Cassius frowned. “I’m sure your motives aren’t admirable, Mama-in-law, but whatever they are, they elude me. You know so little about her. She might be a wilier snake than you.”

Servilia lifted her arms above her head and stretched. “Oh, but there you’re quite wrong, Cassius. I know a great deal about Cleopatra. You see, her younger sister spent almost two years here in Rome—Caesar exhibited her as his captive in his Egyptian triumph. She was put to live with old Caecilia, and as Caecilia is a good friend of mine, I came to know Princess Arsinoë well. We chatted for hours about Cleopatra.”

“That triumph’s almost three months into the past. Where’s Princess Arsinoë now?” Cassius peered about theatrically. “I’m surprised she isn’t living here with you.”

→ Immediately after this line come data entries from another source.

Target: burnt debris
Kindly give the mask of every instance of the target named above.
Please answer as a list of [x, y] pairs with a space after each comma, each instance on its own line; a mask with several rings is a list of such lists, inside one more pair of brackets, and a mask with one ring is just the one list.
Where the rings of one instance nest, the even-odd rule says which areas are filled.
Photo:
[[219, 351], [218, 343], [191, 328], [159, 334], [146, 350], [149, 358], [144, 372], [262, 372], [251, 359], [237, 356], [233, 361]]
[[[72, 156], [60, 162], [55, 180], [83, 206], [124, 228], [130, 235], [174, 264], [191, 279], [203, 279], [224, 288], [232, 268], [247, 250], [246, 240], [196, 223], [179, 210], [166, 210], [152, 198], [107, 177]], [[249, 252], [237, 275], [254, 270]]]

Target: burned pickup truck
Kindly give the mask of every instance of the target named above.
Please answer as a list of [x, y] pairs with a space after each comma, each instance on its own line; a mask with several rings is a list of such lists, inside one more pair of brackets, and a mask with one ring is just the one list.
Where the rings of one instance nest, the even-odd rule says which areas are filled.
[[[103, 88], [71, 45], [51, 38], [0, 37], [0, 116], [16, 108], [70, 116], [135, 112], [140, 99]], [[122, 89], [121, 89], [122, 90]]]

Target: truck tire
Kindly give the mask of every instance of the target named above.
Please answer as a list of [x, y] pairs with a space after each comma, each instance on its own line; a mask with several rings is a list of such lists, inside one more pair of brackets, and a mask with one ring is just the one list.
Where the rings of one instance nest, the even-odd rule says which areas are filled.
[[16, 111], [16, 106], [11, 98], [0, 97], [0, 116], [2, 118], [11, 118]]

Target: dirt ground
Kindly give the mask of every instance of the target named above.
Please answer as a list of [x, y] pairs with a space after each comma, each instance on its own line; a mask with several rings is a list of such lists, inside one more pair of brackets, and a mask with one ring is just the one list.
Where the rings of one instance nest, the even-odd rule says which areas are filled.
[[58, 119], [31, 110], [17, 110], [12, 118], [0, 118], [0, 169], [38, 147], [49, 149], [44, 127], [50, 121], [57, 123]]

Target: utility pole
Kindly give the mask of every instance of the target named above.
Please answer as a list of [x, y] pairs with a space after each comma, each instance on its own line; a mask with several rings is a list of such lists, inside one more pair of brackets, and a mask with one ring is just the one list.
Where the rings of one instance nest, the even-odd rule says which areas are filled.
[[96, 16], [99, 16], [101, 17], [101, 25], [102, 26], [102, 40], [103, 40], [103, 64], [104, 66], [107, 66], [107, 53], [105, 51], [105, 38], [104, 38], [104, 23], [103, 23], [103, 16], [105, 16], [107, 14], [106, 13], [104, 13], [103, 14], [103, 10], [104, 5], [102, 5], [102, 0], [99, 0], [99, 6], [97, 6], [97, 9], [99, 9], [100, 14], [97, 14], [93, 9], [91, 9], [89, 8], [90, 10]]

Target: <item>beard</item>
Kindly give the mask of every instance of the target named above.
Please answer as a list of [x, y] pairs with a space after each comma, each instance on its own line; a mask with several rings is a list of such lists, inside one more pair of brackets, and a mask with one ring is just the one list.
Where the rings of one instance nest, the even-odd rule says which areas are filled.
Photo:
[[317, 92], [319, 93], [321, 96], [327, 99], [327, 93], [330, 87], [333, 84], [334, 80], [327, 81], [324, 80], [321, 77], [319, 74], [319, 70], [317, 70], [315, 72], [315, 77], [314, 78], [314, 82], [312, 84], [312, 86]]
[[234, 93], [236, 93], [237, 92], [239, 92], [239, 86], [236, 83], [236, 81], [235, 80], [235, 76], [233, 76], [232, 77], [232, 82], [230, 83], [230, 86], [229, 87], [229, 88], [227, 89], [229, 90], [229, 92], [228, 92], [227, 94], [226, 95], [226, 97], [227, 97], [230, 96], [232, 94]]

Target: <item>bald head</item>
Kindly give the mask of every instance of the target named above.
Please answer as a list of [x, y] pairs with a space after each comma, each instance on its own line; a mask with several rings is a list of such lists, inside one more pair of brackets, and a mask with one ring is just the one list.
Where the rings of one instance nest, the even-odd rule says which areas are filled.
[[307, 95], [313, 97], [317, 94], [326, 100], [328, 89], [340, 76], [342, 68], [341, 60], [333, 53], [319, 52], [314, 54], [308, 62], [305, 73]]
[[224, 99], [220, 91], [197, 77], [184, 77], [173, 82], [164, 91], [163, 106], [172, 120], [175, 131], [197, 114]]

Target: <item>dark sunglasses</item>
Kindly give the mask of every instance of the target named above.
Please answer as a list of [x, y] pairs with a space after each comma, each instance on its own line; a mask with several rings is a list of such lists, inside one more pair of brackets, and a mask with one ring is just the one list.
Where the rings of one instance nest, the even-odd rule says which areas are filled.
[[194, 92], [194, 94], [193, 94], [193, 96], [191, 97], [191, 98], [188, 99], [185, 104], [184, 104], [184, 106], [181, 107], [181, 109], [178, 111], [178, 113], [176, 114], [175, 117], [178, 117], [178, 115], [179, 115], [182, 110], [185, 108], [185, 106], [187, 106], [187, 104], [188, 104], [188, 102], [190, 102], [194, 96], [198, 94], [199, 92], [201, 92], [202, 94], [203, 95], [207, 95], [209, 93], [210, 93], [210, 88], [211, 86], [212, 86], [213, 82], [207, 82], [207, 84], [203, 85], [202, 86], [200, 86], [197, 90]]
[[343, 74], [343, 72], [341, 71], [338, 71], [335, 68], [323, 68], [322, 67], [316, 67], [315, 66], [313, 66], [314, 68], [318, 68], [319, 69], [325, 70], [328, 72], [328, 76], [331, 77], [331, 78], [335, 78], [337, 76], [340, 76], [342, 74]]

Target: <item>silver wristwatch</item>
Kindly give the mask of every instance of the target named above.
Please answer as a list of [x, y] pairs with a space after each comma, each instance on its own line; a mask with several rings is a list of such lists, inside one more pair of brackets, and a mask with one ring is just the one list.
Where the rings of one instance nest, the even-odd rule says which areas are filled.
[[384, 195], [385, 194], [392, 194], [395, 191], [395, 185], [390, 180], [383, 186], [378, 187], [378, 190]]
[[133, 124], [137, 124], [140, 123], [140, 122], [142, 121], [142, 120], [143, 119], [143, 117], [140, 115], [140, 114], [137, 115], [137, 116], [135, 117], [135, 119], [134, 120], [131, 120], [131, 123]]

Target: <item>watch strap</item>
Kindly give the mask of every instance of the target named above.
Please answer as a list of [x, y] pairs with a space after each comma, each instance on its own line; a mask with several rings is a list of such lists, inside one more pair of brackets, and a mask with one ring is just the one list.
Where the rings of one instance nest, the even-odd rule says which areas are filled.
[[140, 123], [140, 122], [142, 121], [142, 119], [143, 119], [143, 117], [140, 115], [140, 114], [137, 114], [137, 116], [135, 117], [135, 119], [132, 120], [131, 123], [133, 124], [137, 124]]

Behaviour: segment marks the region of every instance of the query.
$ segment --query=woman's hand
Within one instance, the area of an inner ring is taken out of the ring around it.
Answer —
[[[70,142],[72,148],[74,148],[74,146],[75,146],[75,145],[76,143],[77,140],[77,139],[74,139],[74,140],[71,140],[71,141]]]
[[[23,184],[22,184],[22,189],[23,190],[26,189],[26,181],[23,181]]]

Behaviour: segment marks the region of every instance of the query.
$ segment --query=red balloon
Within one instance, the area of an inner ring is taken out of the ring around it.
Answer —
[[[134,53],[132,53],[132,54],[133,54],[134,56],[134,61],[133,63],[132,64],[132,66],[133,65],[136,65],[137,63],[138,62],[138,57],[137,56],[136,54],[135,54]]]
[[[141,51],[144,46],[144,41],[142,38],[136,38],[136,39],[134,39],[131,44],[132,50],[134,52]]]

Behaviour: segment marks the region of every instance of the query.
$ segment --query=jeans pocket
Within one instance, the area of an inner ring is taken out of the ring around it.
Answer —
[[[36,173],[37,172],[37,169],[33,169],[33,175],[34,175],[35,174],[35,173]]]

“She would be, had I had half a chance. Unfortunately Caesar put her on a ship bound for Ephesus the day after his triumph. I hear she’s to serve Artemis in the temple there. The moment she escapes, she can be killed for a nice reward. Apparently he gave Cleopatra his word that he’d clip Arsinoë’s wings. Such a pity! I was so looking forward to reuniting the two sisters.”

He shivered. “There are times, Servilia, when I am profoundly glad that you like me.”

In answer, she changed the subject. “Do you really prefer Caesar as your master, Cassius?”

His face darkened. “I would prefer to have no master. To acknowledge a master is an offense against Quirinus,” he snarled.

*“Look behind thee, remember that thou art a mortal man!”